GEORGE NEWS - In this series Sydney Opperman sheds light on the origins and names of the country's indigenous (first) nation.
"Why does the golden Rhino artefact of Mapungubwe only have one horn, when all the rhinos in Africa have two horns?" This was my question as a member of the portfolio committee more than 10 years ago to the then Minister of Arts and Culture, "Dr" Pallo Jordan. His response was that it must have been the free spirit of the "artist" who created the artwork, not based on reality, but on the way the artist felt at that specific time.

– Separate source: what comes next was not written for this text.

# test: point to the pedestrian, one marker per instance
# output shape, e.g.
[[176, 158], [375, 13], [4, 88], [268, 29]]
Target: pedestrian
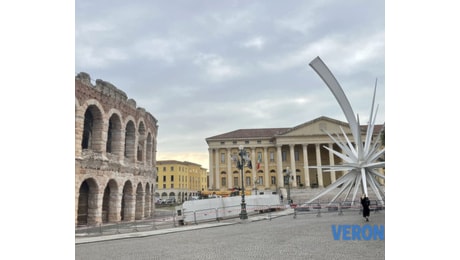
[[366, 203]]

I disagreed because I knew that India (Goa) is the country with one-horned rhinos. I knew that the domesticated cattle of the Otentottu were of the Bos taurus indicus type (Brahman cattle) from Goa and that Brahman, Shiva and Visnu are major gods of Hinduism in Goa. I knew that the fat-tail sheep of the Quena came from Goa. I knew that the priests of the indigenous people were called Suris after the Hindu deity Surya in Goa. Surya means sun.
I also knew there were people in our communities with the surnames Quena (in Pacaltsdorp), Shiva (in Kenhardt), Swatti (Oudtshoorn - possibly named after Saraswatti the Hindu goddess of knowledge, music, art, wisdom and learning) and even Kaffer, pronounced Kaafer, which was in this context a religious statement of being an "unbeliever" (Onseepkans and Cape Town).

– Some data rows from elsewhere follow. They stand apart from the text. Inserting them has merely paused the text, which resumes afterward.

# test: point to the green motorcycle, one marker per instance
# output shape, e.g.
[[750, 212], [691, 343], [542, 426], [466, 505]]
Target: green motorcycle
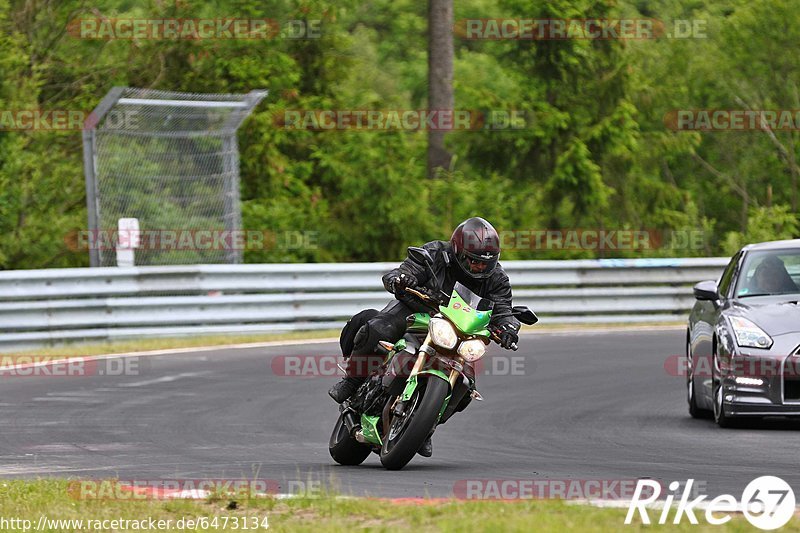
[[394, 411]]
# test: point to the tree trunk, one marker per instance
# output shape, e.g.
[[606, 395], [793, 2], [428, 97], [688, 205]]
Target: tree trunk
[[440, 77]]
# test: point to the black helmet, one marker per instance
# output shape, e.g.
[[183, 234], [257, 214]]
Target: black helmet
[[477, 247]]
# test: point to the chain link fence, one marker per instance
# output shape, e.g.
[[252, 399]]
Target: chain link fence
[[170, 160]]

The Quena worship the Red God, Tsuni-Goam. The early Portuguese recognised this fact and named the Quena "Cafres" or "Caffres" following the Muslim custom of giving the name Al kafr (Kaffer) to all people believing in a god that is not Allah of the Kõran. Therefore names like Kafferskloof, Kaffersputs, Kafferwerwe, Kafferskolk, etc (like in the Square Kilometre Array area) have nothing to do with "black" people. The Quena were in fact the first people group in Southern Africa to be called "Caffres".
The name has unfortunately become a tool in the distortion of the history of Southern Africa. I do not support the abuse of the word, but we need to view it in its historical context. If using the word "Kaffer / Kaafer" is derogatory under all circumstances, then the families in Onseepkans on the banks of the Gari-ab and in Cape Town, who proudly carry that surname, are committing a crime!

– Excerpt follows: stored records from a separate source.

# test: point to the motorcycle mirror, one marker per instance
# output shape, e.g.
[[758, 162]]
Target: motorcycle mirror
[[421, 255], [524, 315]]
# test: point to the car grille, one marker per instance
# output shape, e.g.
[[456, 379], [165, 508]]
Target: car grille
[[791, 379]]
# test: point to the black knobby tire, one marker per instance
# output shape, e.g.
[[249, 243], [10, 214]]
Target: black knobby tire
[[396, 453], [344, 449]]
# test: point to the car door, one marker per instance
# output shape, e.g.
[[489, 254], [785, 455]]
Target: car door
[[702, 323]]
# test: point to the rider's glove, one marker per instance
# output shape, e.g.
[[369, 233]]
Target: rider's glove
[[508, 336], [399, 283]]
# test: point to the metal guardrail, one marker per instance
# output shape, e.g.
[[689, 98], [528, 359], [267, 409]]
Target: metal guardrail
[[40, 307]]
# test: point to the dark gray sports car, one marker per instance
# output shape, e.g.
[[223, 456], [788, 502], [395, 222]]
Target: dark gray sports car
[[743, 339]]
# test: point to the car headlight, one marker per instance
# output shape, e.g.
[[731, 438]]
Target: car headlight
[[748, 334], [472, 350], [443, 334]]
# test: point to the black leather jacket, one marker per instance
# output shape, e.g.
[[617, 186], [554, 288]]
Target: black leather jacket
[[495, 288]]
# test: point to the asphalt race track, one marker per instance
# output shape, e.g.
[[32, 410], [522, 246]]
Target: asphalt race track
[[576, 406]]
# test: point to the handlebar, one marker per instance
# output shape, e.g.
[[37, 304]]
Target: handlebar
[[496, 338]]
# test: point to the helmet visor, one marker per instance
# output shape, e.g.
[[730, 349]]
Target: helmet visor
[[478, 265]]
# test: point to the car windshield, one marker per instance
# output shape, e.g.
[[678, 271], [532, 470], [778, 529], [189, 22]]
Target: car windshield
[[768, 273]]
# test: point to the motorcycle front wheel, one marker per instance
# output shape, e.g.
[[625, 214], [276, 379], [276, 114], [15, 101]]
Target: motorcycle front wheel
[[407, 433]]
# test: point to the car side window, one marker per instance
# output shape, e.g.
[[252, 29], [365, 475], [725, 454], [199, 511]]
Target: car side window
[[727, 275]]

When I addressed this issue in Bloemfontein some years ago at a provincial arts and culture meeting, some "black" people were amazed to hear, for the first time, the history of that name.
I hope all of us will keep on asking questions in spite of what we know - or think we know - because, in the words of the philosopher Willie Breytenbach, "living a life without examining, is not a life worth living". [Breytenbach was quoting the famous words of the ancient Greek philosopher Socrates: The unexamined life is not worth living.]
I treasure the book Evidence that demands a verdict by Josh Mcdowell, which challenges all of us to always evaluate all the evidence before us and then to announce our verdict.